Mode 2, 8 460nm actinic blue LEDs

Mode 1, 88 10,000k white LEDs & 8 460nm actinic blue LEDs


----------



## Solcielo lawrencia (Dec 30, 2013)

24" is very deep. You're best using one of these:
http://www.aquatraders.com/LED-Aquarium-Lighting-Beamswork-Pent-HI-Lumen-p/56367p.htm

Or two of the ones you posted.


----------



## CTWebb (Oct 12, 2014)

Would that one you posted be bright enough to light up my entire tank? And does that seem like a good deal?


----------



## Solcielo lawrencia (Dec 30, 2013)

It's easy to reduce light but impossible to increase it without buying another fixture.


----------



## DudeonThaCouch (Aug 24, 2014)

You can always go with the DIY and buy a cheap model and some extra LED strips to add in the fixture to make it brighter.

Any of the lights posted will light your tank and grow low light plants it's all in what you want. I got two lights because of wattage and color. 

6,500k is what everyone recommends for freshwater plants usually some recommend 10,000k but I've always kept 10s for saltwater.


----------



## EndlerGame (Oct 19, 2013)

Solcielo lawrencia said:


> 24" is very deep. You're best using one of these:
> http://www.aquatraders.com/LED-Aquarium-Lighting-Beamswork-Pent-HI-Lumen-p/56367p.htm
> 
> Or two of the ones you posted.


 



CTWebb said:


> Would that one you posted be bright enough to light up my entire tank? And does that seem like a good deal?


I have that light on my 55 gallon tank (48"x13"x21").
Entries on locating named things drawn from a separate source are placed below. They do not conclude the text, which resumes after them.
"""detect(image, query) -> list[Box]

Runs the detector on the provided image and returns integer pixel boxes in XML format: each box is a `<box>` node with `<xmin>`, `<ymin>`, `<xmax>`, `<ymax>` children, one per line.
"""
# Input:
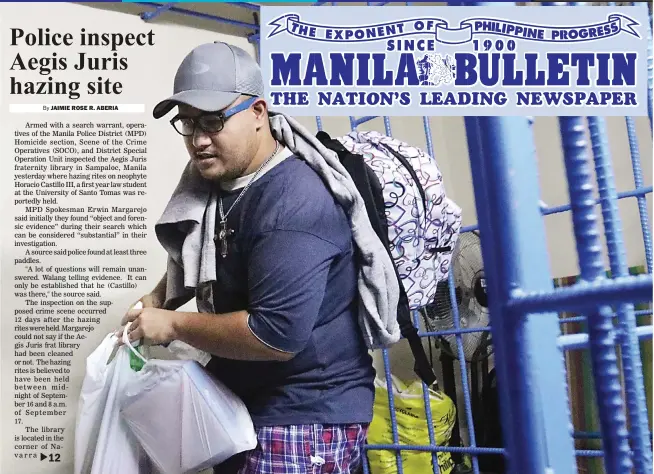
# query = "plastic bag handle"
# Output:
<box><xmin>123</xmin><ymin>301</ymin><xmax>148</xmax><ymax>364</ymax></box>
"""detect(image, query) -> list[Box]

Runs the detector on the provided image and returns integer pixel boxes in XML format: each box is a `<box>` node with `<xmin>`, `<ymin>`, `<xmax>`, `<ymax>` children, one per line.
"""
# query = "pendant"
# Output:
<box><xmin>218</xmin><ymin>221</ymin><xmax>234</xmax><ymax>258</ymax></box>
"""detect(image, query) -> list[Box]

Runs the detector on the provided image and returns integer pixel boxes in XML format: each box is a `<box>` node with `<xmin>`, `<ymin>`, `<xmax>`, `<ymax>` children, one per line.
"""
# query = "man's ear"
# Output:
<box><xmin>252</xmin><ymin>99</ymin><xmax>268</xmax><ymax>128</ymax></box>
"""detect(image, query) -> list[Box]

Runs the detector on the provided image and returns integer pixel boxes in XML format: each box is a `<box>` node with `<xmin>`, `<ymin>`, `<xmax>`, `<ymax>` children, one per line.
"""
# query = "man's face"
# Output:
<box><xmin>179</xmin><ymin>98</ymin><xmax>257</xmax><ymax>181</ymax></box>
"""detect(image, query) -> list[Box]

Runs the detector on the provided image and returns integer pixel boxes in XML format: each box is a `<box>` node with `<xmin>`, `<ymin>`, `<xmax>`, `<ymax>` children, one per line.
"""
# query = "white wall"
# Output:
<box><xmin>0</xmin><ymin>3</ymin><xmax>652</xmax><ymax>474</ymax></box>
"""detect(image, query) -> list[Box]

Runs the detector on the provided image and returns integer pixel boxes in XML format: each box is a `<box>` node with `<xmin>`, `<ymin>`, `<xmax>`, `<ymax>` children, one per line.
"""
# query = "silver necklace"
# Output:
<box><xmin>214</xmin><ymin>140</ymin><xmax>280</xmax><ymax>258</ymax></box>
It grows plants very well...I have several varieties of swords and crypts, anubias, jungle vals, wisteria, A. reineckii. I have some old pics, can maybe post more recent ones tomorrow. It will certainly be bright enough to light your tank, as its nearly the same dimensions as a 55. As for whether or not its a good deal, you'll probably not find any other lights that bright at that low of a price. In my opinion, they are the best LEDs for a hobbyist on a budget. I already have 4 lights from that website, and they are working wonderfully. (I did get one that malfunctioned, but got it exchanged without a problem).

Here's a pic from when I had the light for about 6 months:


----------



## CTWebb (Oct 12, 2014)

I'd love to see more recent pictures if you get a chance. Is that the only light you have on that tank? Also, I don't see it listed on the website so I'm assuming it isn't, but do you know if that light is compatible with the Beamswork timer module? If it isn't compatible, is there another way to automatically turn the light on and off, such as the basic power outlet timers?


----------



## ROYWS3 (Feb 1, 2014)

Solcielo lawrencia said:


> 24" is very deep. You're best using one of these:
> http://www.aquatraders.com/LED-Aquarium-Lighting-Beamswork-Pent-HI-Lumen-p/56367p.htm
> 
> Or two of the ones you posted.


 It's this link and yes they do have an optional timer - it's in the item description


----------



## CTWebb (Oct 12, 2014)

Ah, you're right. I was looking at the wrong link when I was trying to find about the timer module. Thank you for pointing that out!


----------



## ROYWS3 (Feb 1, 2014)

glad to be of service


----------